Major postcode issues where I live - no Herceptin (I’ve moaned enough about this one), no Taxanes for early bc. I did get arimidex without a fight earlier this week - (the wince I saw when she heard the cost of my Herceptin probably helped).

Arimadex --I have had some side effects from Arimadex Can you tell me if there is another drug which can replace that?? I mean ,that is as good as?I am not able to have tamoxifen. Trish

End to Arimidex I have been on Arimidex for over two years after being on Tamoxifen (which caused very bad side effects), and although I had never heard of it until then, I came home and looked it up on the internet. I discovered that it had only just been licenced for early stage breast cancer in the UK, after having been licenced for late stage for some time (this must have been around the time of the end of the trials in 2004). In June I will have completed my five years on hormone therapy but I cannot find anyone else who has yet reached this stage on Arimidex (I have asked on this forum). I am sure I can’t really be the first in this country to complete this treatment? (3 years Tamoxifen, 2 years Arimidex?)
Fuchia - what are your side effects? I have had very few problems with Arimidex (nevertheless looking forward to coming off it) - and my name is Trish, too!
I feel as if I have been on the opposite of HRT for 5 years, so am hoping I will feel younger, perkier and more normal when all this has finished. But I know I have got off very lightly compared to many others on here (and my sister who died aged 45 of this beastly thing.)

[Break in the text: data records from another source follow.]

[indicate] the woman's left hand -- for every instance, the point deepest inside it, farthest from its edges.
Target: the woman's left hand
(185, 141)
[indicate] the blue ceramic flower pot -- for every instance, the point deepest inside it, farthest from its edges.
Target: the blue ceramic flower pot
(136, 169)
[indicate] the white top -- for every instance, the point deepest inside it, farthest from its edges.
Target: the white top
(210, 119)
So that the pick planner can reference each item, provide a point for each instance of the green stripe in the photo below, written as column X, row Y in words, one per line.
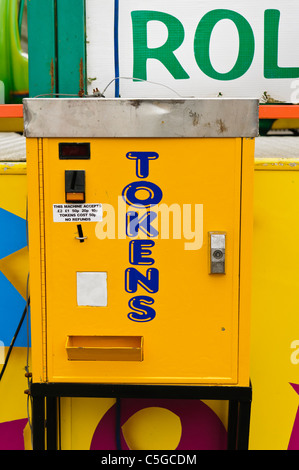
column 71, row 46
column 41, row 47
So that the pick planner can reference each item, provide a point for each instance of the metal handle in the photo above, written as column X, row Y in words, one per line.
column 217, row 252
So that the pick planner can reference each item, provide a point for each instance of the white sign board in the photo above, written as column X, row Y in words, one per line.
column 194, row 48
column 77, row 212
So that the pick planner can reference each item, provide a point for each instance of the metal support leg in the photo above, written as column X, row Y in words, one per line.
column 232, row 427
column 38, row 423
column 243, row 425
column 51, row 406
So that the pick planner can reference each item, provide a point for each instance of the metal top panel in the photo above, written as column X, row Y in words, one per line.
column 101, row 117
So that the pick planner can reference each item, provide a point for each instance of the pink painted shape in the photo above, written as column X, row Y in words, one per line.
column 201, row 427
column 294, row 439
column 11, row 434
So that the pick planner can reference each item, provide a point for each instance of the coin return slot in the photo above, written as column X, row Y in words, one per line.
column 104, row 348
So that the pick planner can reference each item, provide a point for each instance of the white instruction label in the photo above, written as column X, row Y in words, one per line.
column 77, row 212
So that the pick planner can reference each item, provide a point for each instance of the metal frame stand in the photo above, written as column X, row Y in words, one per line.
column 45, row 405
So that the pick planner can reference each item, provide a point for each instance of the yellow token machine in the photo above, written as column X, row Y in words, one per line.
column 140, row 230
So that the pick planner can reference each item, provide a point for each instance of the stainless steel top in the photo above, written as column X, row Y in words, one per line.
column 101, row 117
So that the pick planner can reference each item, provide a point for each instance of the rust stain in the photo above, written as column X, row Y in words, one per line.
column 221, row 126
column 195, row 117
column 81, row 78
column 52, row 74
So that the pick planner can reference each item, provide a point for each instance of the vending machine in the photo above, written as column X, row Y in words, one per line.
column 140, row 231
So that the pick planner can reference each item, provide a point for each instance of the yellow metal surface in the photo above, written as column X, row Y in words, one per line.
column 275, row 305
column 199, row 331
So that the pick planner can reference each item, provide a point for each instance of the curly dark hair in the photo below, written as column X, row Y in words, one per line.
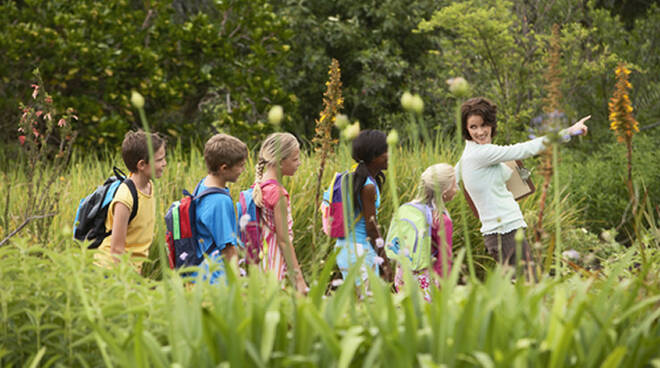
column 368, row 145
column 479, row 106
column 134, row 147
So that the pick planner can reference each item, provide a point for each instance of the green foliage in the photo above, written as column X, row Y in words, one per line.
column 196, row 69
column 97, row 317
column 379, row 55
column 597, row 181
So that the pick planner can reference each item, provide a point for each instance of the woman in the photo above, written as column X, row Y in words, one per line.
column 484, row 176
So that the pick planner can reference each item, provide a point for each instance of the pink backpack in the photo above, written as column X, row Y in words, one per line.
column 249, row 215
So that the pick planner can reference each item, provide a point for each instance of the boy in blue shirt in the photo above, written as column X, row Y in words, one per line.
column 215, row 218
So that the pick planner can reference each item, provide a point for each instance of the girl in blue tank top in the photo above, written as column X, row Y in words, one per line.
column 364, row 239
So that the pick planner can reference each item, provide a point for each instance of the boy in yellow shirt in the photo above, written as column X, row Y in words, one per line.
column 133, row 237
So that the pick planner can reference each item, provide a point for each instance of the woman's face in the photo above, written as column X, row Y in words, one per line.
column 479, row 131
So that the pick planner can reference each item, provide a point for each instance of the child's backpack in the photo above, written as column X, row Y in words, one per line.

Hi Fuchia There is a drug called Emexastane (think that’s the correct spelling!) that my Onc would have switched me to if my joint aches and pains continued. He told me to stop taking the Arimidex for two weeks to see if the pains ceased, if they did he was going to change me to Emexastane. If anything my aches and pains were worse so I’m back on the Arimidex. I think the other drug is more expensive than Arimidex but, heeeyyyyy, if it does you good with less side effects, it’s worth it!

TEAM Trial This is another trial currently being undertaken - one group get Tamoxifen for 2.5 years followed by Exemestane for 2.5 years and the other group get Exemestane for 5 years. You need to be post menopausal to take part.

I’m taking Exemestane for 5 years and have had no problems at all. My sister took Tamoxifen for 5 years and had huge problems so I was more than happy to take part in this trial, it’s often the only way to get the newer drugs.